In this thesis, an alternative approach to domestic energy supply is considered at a discrete dwelling level, where a building-integrated micro-generation system provides electricity in combination with the NEG. Micro-Combined Heat and Power (µCHP) systems are one form of building-integrated micro-generation, and will be the primary focus of this thesis. In contrast to centralised electrical generation systems, the investigated µCHP systems utilize a much higher proportion of primary input energy, through the recovery of heat from an electrical generation process, and the avoidance of transmission and distribution losses [20]. These µCHP systems can also be referred to as co-generation systems, and in a domestic context they predominately have a rated electrical output (Pe) of 5kWe or less. This fits within the UK government’s definition of micro-generation, as defined in recent strategy documents [21]. In support of the policies discussed previously, the UK government has supported [18] combined heat and power research, development and deployment (for µCHP and larger systems), including domestic field trials of µCHP systems [19].

There is a distinction between micro-generation technologies that generate electricity only, and µCHP systems. To understand the economic and carbon reduction potential of an electricity-only generator, the demand profile and potential for generation need to be understood for a single fuel. Where storage is employed to maximise on-site utilisation of generated electricity, the behaviour of the storage device needs to be understood. µCHP adds several layers of additional complexity; the need to understand the demand profiles and supply potential for two types of end use energy demands (under varying load conditions), the co-incidence of both demands, the storage of heat and/or electricity, and the responsiveness of demand to supply. This

final point does not apply to electrical systems (with the exception of changing efficiencies of storage technologies over the range of state-of-charge levels), but it is a significant matter for thermal systems. The thermal mass within thermal stores and space heating distribution systems introduces the dynamic response of thermal demand profiles to the profile of thermal generation. The distinction between static and dynamic demand profiles is drawn in Section 1.6.3, and it is argued that this distinction is often overlooked in the investigation of µCHP performance, where many studies are confined to the response of supply to demand.

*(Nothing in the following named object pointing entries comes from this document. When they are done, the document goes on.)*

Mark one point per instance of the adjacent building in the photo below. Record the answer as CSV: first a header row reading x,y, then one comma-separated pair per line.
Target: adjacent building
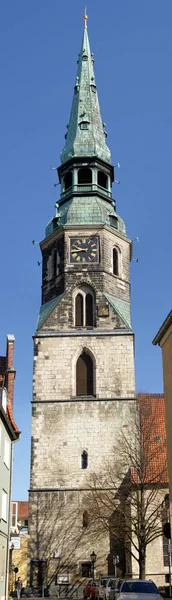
x,y
164,339
19,540
9,433
84,381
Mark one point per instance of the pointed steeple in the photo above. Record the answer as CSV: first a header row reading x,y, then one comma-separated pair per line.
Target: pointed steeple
x,y
85,133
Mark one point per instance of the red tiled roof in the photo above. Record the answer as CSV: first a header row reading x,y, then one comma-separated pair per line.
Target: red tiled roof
x,y
152,416
10,416
22,508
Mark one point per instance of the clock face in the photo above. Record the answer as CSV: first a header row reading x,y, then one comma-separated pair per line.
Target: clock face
x,y
84,250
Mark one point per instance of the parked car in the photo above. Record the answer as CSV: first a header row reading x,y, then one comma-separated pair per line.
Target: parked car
x,y
90,589
106,583
136,589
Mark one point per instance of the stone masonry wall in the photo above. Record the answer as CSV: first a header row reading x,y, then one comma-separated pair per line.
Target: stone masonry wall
x,y
55,366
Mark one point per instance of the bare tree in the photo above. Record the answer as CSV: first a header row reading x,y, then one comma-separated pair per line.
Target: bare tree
x,y
56,530
127,499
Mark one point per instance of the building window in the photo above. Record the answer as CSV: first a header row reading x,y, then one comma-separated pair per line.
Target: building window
x,y
68,181
84,125
84,460
102,179
84,308
115,261
85,518
89,310
85,569
54,265
84,176
84,375
4,506
79,310
7,453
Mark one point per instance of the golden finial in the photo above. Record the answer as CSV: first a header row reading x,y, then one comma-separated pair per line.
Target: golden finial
x,y
85,17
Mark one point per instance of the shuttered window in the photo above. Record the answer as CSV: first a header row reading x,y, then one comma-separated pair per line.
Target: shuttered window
x,y
79,310
84,375
115,261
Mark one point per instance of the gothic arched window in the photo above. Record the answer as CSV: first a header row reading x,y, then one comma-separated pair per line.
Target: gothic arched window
x,y
89,310
102,179
85,518
84,307
84,460
54,263
84,176
84,375
115,262
68,180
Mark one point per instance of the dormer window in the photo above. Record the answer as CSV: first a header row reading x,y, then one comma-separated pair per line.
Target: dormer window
x,y
102,180
68,181
84,176
84,125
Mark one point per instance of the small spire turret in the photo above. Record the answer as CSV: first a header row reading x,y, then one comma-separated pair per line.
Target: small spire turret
x,y
85,17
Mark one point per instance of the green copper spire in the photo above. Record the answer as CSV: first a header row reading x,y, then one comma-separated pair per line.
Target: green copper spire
x,y
85,133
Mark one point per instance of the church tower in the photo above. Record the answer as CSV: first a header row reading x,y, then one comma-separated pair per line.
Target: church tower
x,y
83,381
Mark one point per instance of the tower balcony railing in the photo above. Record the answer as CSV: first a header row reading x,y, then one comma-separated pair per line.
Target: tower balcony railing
x,y
85,187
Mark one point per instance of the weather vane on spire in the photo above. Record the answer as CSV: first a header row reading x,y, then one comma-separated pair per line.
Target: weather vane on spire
x,y
85,17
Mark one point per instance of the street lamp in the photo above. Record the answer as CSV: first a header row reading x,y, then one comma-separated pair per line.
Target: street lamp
x,y
93,557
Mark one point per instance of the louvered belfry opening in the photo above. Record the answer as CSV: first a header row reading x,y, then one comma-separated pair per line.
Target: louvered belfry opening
x,y
68,180
79,310
115,261
84,176
84,460
84,375
89,310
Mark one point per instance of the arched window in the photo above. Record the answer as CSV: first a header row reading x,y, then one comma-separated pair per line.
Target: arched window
x,y
85,518
115,261
54,263
84,460
84,375
68,180
89,310
84,176
79,310
102,179
84,307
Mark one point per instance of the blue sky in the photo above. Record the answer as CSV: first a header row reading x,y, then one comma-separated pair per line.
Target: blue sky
x,y
39,43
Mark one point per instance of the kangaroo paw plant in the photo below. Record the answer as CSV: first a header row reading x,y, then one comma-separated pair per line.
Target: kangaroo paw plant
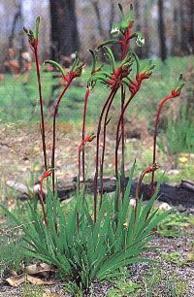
x,y
91,240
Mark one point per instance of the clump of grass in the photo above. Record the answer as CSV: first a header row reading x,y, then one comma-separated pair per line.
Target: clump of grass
x,y
94,243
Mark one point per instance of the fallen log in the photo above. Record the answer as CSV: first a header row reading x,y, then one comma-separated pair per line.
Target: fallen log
x,y
182,194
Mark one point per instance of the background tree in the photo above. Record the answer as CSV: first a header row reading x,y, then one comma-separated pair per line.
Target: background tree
x,y
161,30
64,32
187,26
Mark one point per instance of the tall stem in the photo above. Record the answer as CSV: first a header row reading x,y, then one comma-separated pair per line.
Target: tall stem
x,y
157,119
54,133
118,138
104,143
84,132
97,153
41,107
122,143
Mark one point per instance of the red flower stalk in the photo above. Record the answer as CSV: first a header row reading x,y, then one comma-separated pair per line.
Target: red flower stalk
x,y
81,147
75,72
87,94
111,95
174,93
124,42
150,169
33,41
44,176
134,87
122,144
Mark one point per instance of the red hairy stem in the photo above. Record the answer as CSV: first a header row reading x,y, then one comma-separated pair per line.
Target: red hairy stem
x,y
54,133
104,143
87,94
122,142
150,169
41,106
45,175
97,152
42,203
79,167
118,138
157,119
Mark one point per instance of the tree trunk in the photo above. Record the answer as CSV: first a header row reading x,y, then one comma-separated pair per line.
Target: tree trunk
x,y
64,32
161,30
187,26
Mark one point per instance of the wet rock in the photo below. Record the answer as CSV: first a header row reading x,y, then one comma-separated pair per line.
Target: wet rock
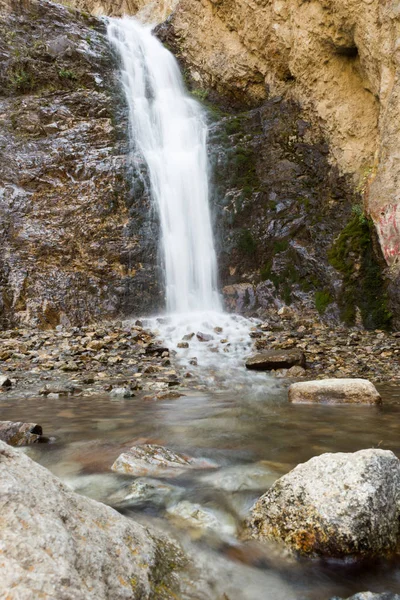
x,y
205,519
153,460
188,337
334,391
276,359
296,371
20,434
204,337
122,392
182,345
335,505
372,596
5,382
146,491
47,530
241,478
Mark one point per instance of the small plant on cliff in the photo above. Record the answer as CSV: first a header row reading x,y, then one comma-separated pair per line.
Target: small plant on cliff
x,y
66,74
21,80
247,243
353,256
322,300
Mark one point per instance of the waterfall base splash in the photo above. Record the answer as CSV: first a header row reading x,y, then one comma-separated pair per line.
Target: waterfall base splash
x,y
212,347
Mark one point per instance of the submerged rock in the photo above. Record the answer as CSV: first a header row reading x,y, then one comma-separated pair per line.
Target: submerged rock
x,y
335,505
203,518
153,460
146,491
5,382
276,359
334,391
57,544
241,478
20,434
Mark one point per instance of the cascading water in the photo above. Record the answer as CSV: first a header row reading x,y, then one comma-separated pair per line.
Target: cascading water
x,y
170,131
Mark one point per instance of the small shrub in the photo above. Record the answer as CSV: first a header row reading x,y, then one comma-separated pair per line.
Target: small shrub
x,y
322,299
247,243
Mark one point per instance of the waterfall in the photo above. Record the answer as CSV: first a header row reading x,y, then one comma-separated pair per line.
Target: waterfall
x,y
169,129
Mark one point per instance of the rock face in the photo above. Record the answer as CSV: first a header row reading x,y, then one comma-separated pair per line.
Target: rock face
x,y
57,544
338,58
71,234
334,505
276,359
334,391
372,596
152,460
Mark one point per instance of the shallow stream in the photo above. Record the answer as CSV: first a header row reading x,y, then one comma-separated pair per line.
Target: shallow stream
x,y
236,430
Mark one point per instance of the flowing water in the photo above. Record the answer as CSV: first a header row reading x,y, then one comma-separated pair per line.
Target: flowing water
x,y
169,129
241,421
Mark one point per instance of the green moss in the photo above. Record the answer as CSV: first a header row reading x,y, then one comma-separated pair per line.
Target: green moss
x,y
353,256
247,243
21,80
280,246
322,299
200,94
66,74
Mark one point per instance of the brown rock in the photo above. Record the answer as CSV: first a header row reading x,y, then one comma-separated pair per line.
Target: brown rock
x,y
276,359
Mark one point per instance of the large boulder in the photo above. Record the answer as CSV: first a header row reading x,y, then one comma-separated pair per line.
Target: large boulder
x,y
55,544
334,391
335,505
20,434
276,359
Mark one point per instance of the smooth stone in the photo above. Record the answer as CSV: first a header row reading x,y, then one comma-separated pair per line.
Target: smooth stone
x,y
146,491
334,391
204,337
196,516
372,596
153,460
276,359
121,393
5,381
335,505
20,434
58,544
241,478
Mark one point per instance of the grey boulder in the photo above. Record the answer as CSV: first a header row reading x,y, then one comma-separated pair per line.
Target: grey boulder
x,y
334,391
335,505
151,460
20,434
276,359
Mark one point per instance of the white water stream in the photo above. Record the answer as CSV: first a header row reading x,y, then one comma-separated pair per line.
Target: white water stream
x,y
169,129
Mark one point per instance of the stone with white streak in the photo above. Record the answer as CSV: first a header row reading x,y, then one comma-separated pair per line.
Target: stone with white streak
x,y
334,391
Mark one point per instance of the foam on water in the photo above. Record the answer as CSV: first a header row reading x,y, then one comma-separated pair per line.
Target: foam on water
x,y
169,129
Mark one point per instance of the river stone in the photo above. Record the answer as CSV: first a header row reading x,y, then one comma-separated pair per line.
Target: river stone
x,y
335,505
5,381
145,490
156,461
276,359
372,596
203,518
241,478
334,391
57,544
20,434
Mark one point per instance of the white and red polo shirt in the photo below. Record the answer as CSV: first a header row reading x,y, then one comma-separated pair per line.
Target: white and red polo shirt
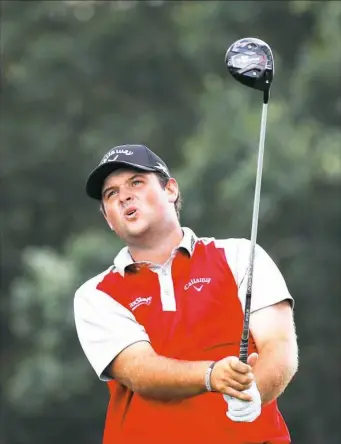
x,y
189,308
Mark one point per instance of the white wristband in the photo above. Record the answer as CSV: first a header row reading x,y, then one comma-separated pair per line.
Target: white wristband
x,y
208,377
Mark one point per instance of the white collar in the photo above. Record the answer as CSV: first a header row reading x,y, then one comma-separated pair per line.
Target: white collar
x,y
124,259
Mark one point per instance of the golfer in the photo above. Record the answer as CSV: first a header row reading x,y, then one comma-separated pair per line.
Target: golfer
x,y
162,325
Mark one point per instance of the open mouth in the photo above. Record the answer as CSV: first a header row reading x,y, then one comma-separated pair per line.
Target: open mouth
x,y
130,213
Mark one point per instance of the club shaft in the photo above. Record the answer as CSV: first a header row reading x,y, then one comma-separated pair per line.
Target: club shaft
x,y
244,344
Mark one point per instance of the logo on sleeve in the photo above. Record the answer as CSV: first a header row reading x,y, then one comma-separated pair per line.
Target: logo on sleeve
x,y
140,301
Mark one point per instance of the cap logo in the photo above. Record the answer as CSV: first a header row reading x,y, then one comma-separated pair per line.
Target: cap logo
x,y
161,167
112,155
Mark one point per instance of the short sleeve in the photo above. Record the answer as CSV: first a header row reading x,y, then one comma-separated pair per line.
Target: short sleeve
x,y
104,327
268,285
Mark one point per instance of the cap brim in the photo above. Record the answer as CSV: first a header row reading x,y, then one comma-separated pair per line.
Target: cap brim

The issues co-incidence of thermal and electrical demand and dynamic response of demand to supply, especially within the operating constraints of different µCHP technologies, is the core of the research issue investigated in this project. In order to conceive, model and analyse any energy supply approach, the transient nature of demand must be characterised and understood, in both daily and annual contexts. To this end, this research project was undertaken to explore and build an understanding of the relationships between transient demand and supply. Part of this research exercise is to understand the technological constraints placed on µCHP systems, and their resultant ability to follow variable thermal and electrical demand. With this understanding, operating and control practices can be defined and investigated to maximise µCHP system performance.